What's in the full article
Authzed's full tutorial covers the operational detail this post intentionally leaves for the source:
- Step-by-step Motia workflow code for ingestion, embedding, query, and logging steps.
- Complete SpiceDB schema and setup scripts for organizations, farms, and user permissions.
- Full Pinecone configuration details, including index creation and embedding dimensions.
- Workbench testing sequence showing how authorization behaves across permitted and forbidden queries.
👉 Read Authzed's tutorial on building a fine-grained authorized RAG pipeline →
RAG pipelines and fine-grained authorization: what IAM teams need?
Explore further
12/06/2026 7:26 am
Fine-grained authorization is now a retrieval requirement, not an application feature. RAG changes the security boundary because the model only sees what retrieval hands it. If authorization is evaluated after similarity search, the system has already crossed the boundary it was meant to protect. For practitioners, the control question is no longer whether the app authenticates the user, but whether every chunk is filtered by tenant and relationship before generation begins.
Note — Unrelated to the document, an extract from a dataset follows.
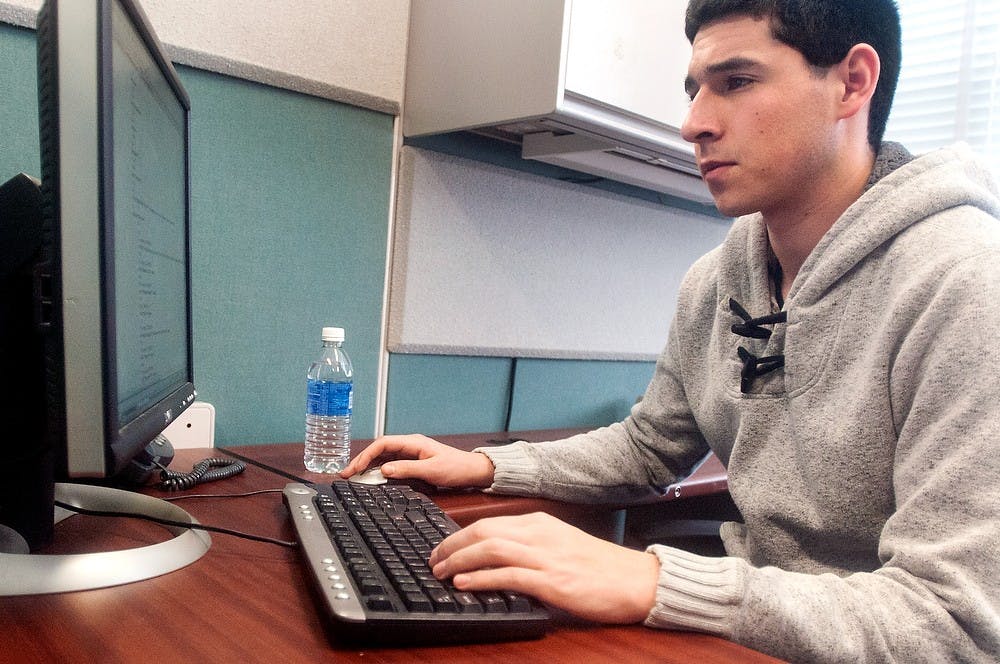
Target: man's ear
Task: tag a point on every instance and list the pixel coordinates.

A few things that frame the scale:
- The average estimated time to remediate a leaked secret is 27 days, despite 75% of organisations expressing strong confidence in their secrets management capabilities, according to The State of Secrets in AppSec.
- Only 44% of developers are reported to follow security best practices for secrets management, exposing a significant developer behaviour gap.
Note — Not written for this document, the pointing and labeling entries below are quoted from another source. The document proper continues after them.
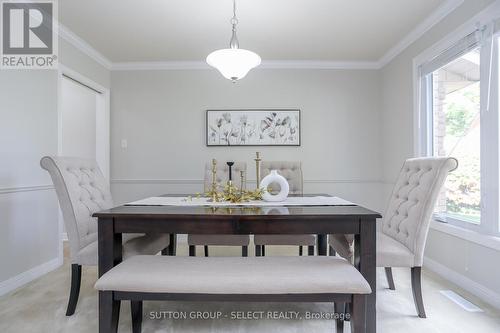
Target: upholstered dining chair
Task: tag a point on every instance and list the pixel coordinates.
(214, 240)
(82, 190)
(403, 234)
(292, 171)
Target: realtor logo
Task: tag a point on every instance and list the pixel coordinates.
(29, 39)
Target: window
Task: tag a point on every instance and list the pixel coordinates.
(457, 132)
(458, 116)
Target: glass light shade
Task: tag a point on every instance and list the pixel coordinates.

A question worth separating out:
Q: How do access controls differ between the API layer and the retrieval layer?
A: API-layer controls decide who may call the service, but retrieval-layer controls decide what data can be surfaced inside a response. In RAG, both matter. A user can be fully authenticated and still be unauthorized to see specific documents, so retrieval-time filtering must be enforced separately from login or request validation.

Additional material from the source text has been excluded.